For buyers, the time is now to understand these trends and act accordingly. The market will eventually equalize our new reality, but for the time being buyers with cash on hand and the right mindset can set themselves up for healthy appreciation down the line. 

According to Redfin, home shoppers across the country have increasingly begun to look at real estate outside of their home metro since the start of the lockdown, with many of these respondents looking to move to a smaller city. For the time being, many are still staying away from flying and not able to view homes in person. When people get comfortable with flying again, it is likely we will see buyers flying to new areas and shopping for homes, driving up prices, and soaking up inventory. 

Buyers interested in making a small-city play should act soon — prices are already being driven up by city deserters who have the means to enter into bidding wars and pay full price, or more. Homes that have sat for months or years are suddenly getting full-price offers. Buyers fleeing cities are often in a hurry, eager to get away from the city and reconnect to a sense of normalcy in these uncertain times. 

This sudden and unexpected demand is rapidly gobbling up inventory in many attractive small cities. The development will take time to catch up to these trends, so in the short term, supply won’t be able to match this spike in demand.
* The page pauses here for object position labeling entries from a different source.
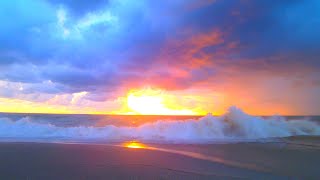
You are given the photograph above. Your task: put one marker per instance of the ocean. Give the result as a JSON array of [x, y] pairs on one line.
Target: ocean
[[234, 126], [232, 146]]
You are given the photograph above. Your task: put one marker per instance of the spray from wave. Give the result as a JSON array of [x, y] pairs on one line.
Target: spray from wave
[[234, 125]]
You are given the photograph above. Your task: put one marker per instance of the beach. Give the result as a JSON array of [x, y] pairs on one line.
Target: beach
[[285, 159]]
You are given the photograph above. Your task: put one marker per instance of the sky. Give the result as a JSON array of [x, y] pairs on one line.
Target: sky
[[160, 57]]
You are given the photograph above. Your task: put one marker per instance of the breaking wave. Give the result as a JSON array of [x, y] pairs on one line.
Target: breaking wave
[[234, 125]]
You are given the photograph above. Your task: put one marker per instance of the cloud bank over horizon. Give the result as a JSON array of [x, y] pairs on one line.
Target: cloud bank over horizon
[[67, 56]]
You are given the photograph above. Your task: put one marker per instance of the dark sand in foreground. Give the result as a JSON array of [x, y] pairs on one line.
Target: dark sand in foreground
[[218, 161]]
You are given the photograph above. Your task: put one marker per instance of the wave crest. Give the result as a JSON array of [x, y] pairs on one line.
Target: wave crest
[[234, 125]]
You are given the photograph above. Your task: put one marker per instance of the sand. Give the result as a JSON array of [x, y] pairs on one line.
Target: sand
[[92, 161]]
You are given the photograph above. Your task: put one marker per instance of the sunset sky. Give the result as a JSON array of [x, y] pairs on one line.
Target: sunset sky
[[160, 57]]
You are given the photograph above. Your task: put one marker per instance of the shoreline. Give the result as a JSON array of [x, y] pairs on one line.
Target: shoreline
[[37, 160]]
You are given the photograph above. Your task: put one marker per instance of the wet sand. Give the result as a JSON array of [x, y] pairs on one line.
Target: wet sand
[[218, 161]]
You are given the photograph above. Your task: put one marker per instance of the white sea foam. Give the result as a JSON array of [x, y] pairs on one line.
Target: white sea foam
[[234, 125]]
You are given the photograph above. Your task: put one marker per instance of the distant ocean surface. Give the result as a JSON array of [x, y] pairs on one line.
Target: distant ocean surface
[[235, 125]]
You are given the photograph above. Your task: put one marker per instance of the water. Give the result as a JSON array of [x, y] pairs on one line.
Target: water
[[233, 126]]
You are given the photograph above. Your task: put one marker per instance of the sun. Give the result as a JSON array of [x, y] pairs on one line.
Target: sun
[[152, 102]]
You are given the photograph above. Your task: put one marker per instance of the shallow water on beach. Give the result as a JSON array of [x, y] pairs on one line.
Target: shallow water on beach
[[234, 126]]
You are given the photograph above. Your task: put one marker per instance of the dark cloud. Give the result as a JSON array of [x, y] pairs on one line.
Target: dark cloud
[[103, 46]]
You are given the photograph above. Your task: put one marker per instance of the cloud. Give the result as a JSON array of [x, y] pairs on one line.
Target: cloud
[[61, 47]]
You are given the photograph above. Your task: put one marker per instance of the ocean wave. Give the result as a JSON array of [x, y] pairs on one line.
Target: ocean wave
[[234, 125]]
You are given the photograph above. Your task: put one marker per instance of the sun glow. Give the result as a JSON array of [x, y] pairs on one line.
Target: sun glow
[[134, 145], [153, 102]]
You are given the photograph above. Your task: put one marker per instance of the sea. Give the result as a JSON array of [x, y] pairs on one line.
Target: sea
[[233, 126]]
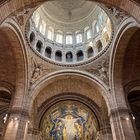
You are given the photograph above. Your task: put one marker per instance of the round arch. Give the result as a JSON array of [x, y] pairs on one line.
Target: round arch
[[117, 60], [45, 81], [11, 34]]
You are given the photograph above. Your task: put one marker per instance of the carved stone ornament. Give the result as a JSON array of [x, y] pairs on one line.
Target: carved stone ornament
[[119, 15], [21, 16], [38, 71], [101, 71]]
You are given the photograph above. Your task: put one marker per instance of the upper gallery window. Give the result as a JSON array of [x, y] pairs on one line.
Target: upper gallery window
[[69, 39], [59, 38], [50, 33], [88, 33], [42, 27], [79, 38], [36, 19]]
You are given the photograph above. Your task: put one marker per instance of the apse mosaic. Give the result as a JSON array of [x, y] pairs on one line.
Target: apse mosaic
[[69, 120]]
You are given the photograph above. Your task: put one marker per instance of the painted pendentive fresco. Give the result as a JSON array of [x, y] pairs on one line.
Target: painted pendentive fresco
[[69, 120]]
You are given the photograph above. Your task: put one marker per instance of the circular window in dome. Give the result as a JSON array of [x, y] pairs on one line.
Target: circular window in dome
[[69, 32], [69, 120]]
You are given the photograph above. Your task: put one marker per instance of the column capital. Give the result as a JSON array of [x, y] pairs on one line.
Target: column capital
[[120, 111], [19, 112], [33, 131]]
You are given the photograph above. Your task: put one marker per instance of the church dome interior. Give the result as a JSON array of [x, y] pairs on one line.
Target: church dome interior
[[69, 69], [71, 32]]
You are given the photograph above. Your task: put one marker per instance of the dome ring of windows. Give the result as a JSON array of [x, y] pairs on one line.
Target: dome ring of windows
[[69, 47]]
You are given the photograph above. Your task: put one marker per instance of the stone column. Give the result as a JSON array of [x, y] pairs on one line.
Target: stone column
[[105, 133], [17, 125], [34, 134], [121, 124]]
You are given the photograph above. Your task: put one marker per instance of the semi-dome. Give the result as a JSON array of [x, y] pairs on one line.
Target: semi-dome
[[68, 31]]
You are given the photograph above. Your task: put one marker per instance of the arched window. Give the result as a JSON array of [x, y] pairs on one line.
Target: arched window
[[39, 46], [90, 52], [80, 56], [59, 38], [79, 38], [97, 28], [106, 36], [36, 18], [50, 33], [58, 56], [48, 52], [32, 37], [42, 27], [88, 33], [69, 57], [69, 39], [99, 45]]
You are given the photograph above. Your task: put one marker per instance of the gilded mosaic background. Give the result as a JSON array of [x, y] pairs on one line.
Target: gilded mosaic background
[[69, 120]]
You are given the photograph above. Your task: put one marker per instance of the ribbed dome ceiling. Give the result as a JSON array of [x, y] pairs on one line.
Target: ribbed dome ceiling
[[68, 10]]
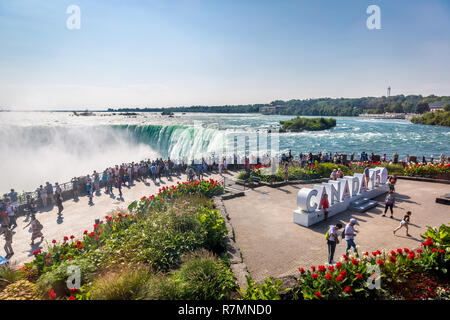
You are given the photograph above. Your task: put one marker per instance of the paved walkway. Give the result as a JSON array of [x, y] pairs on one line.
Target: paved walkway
[[78, 216], [273, 245]]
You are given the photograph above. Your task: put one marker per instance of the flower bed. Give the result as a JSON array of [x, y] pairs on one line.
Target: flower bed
[[401, 273], [295, 172]]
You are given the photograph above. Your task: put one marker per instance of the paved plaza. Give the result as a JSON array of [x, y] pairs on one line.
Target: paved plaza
[[273, 245], [79, 215]]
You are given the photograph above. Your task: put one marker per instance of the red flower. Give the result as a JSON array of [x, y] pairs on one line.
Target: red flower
[[51, 294]]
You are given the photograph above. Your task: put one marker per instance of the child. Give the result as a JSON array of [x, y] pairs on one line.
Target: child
[[325, 205], [405, 223]]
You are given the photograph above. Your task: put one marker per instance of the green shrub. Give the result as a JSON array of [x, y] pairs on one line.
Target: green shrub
[[56, 279], [214, 226], [128, 284], [162, 287], [440, 236], [9, 274], [202, 276], [269, 290]]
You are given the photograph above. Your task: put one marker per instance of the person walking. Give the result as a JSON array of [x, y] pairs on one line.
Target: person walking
[[390, 200], [404, 223], [31, 205], [3, 213], [14, 199], [333, 175], [42, 195], [49, 189], [89, 191], [36, 227], [119, 185], [325, 205], [7, 233], [75, 187], [332, 240], [350, 234], [59, 200], [11, 215]]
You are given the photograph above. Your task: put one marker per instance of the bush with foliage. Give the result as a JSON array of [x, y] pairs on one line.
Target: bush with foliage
[[297, 172], [269, 290], [404, 274], [204, 277], [428, 170], [155, 232]]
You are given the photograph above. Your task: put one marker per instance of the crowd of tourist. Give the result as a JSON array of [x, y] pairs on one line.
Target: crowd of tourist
[[149, 171], [344, 159]]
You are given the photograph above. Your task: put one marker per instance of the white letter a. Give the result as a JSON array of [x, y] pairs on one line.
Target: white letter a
[[74, 21], [374, 21]]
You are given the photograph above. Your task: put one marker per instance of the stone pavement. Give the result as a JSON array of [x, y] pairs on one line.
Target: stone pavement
[[78, 216], [273, 245]]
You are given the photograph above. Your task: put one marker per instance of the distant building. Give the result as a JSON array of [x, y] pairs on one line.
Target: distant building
[[271, 109], [438, 105]]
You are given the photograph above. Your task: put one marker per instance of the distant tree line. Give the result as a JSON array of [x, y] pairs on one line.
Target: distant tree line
[[438, 118], [318, 107], [307, 124]]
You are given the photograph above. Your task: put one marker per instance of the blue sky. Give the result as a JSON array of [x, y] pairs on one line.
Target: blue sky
[[215, 52]]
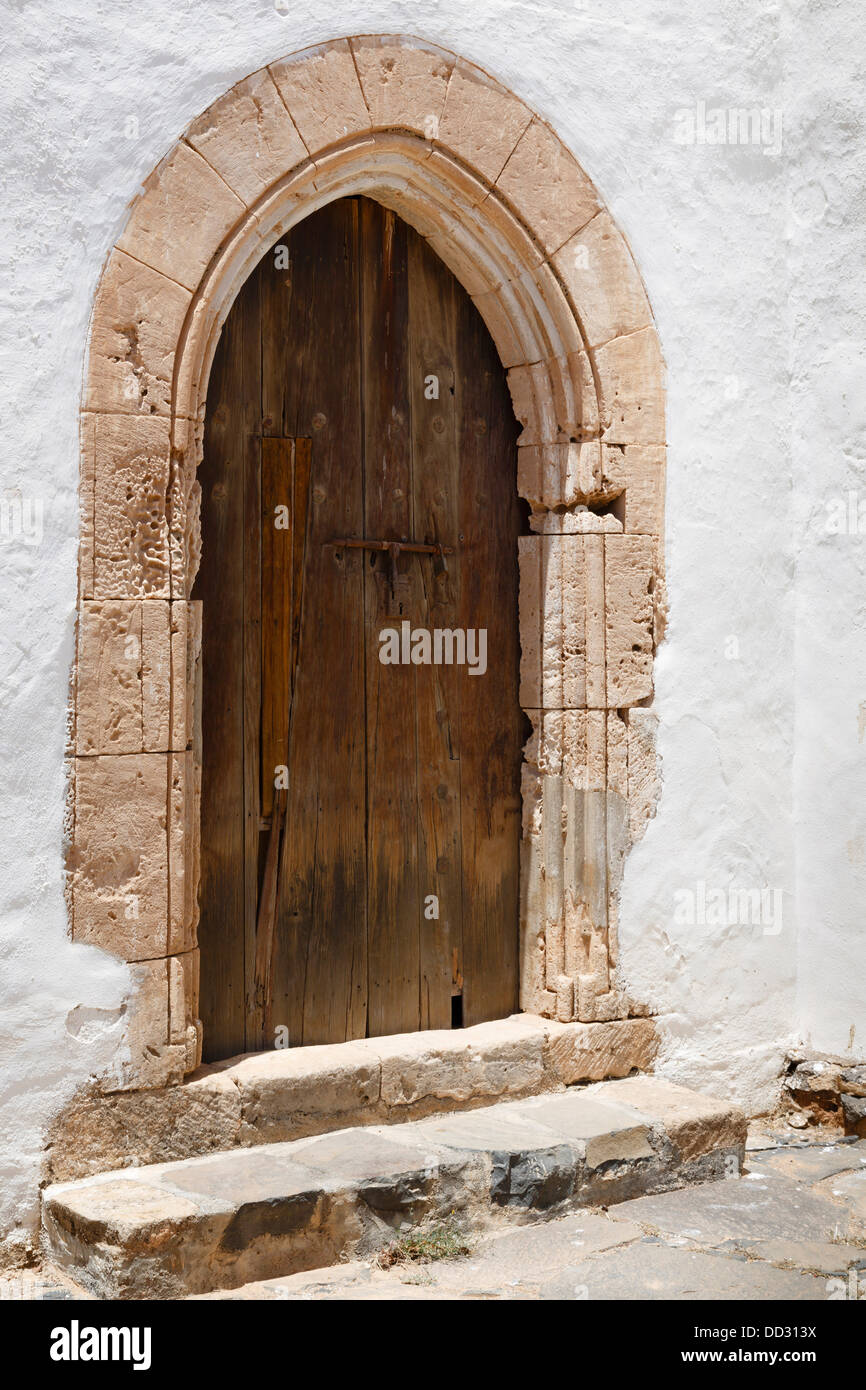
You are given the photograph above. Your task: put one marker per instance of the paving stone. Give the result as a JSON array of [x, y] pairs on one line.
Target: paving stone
[[608, 1130], [811, 1164], [654, 1272], [820, 1257], [851, 1190], [740, 1211]]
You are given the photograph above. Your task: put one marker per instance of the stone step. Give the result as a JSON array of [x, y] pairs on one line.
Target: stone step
[[174, 1229], [284, 1094]]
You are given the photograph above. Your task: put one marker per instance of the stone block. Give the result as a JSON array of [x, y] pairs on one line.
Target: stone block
[[86, 491], [499, 325], [136, 323], [129, 508], [292, 1091], [120, 858], [599, 1051], [533, 402], [642, 473], [642, 770], [631, 388], [562, 622], [249, 136], [185, 633], [481, 121], [695, 1123], [182, 852], [599, 273], [628, 637], [181, 217], [321, 91], [546, 186], [185, 506], [149, 1058], [97, 1132], [403, 82], [491, 1059], [123, 677]]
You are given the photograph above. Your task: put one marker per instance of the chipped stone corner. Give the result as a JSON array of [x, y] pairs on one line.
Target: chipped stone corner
[[823, 1091]]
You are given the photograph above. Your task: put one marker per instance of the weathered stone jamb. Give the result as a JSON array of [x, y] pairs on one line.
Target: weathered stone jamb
[[509, 209]]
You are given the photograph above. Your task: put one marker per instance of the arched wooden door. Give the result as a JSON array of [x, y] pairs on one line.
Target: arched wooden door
[[360, 729]]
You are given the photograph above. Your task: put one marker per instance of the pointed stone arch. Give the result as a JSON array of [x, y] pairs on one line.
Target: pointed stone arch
[[516, 218]]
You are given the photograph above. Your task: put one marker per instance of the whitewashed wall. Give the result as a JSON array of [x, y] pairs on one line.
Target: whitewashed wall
[[752, 256]]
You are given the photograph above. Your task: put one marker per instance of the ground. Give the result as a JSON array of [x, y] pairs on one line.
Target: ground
[[791, 1228]]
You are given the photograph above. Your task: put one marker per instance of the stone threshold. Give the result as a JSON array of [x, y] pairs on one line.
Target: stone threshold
[[175, 1229], [295, 1093]]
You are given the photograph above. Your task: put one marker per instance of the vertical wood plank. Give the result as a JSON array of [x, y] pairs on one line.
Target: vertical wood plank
[[320, 968], [252, 708], [277, 537], [489, 715], [435, 471], [392, 811], [232, 417]]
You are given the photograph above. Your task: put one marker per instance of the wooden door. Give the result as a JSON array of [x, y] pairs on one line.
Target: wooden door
[[360, 819]]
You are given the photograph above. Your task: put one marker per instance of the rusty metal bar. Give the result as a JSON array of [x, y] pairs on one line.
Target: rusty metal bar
[[353, 544]]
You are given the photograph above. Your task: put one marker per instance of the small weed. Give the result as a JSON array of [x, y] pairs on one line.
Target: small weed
[[421, 1247]]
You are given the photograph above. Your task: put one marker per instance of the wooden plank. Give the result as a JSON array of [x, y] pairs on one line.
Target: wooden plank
[[277, 619], [491, 722], [433, 353], [394, 888], [320, 968], [252, 706], [232, 416]]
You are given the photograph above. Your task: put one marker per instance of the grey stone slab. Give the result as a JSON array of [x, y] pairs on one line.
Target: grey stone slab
[[655, 1272], [498, 1129], [605, 1130], [528, 1254], [360, 1155], [242, 1175], [819, 1257], [742, 1209], [851, 1190], [811, 1164]]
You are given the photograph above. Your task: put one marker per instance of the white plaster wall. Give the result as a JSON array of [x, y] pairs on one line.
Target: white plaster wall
[[751, 262]]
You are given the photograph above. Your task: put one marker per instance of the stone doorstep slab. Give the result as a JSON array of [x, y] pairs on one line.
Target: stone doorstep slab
[[292, 1093], [217, 1222]]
In particular, activity has begun to heat up in the suburbs of New York and Florida, with demand in both locations being driven largely by New Yorkers eager to escape from the insanity of the pandemic. 

Building Your Own Dream

For someone looking to buy real estate in a smaller city as an investment, it’s important to consider the qualities that will be desired by the new, city-escapee class of buyers. 

One of the main things these buyers will need is flexible square footage — rooms that have the potential to be a gym, a home office, or a kids’ play area. Families with the means to do so are increasingly embracing the idea of building a compound, a place where they would be comfortable and secure in the event of another pandemic. 

Making the home a happy place that enables a wide range of work and play activities is critical. For the savvy investor, the massive influx of big-city folk into America’s smaller cities and towns has resulted in some incredibly lucrative opportunities.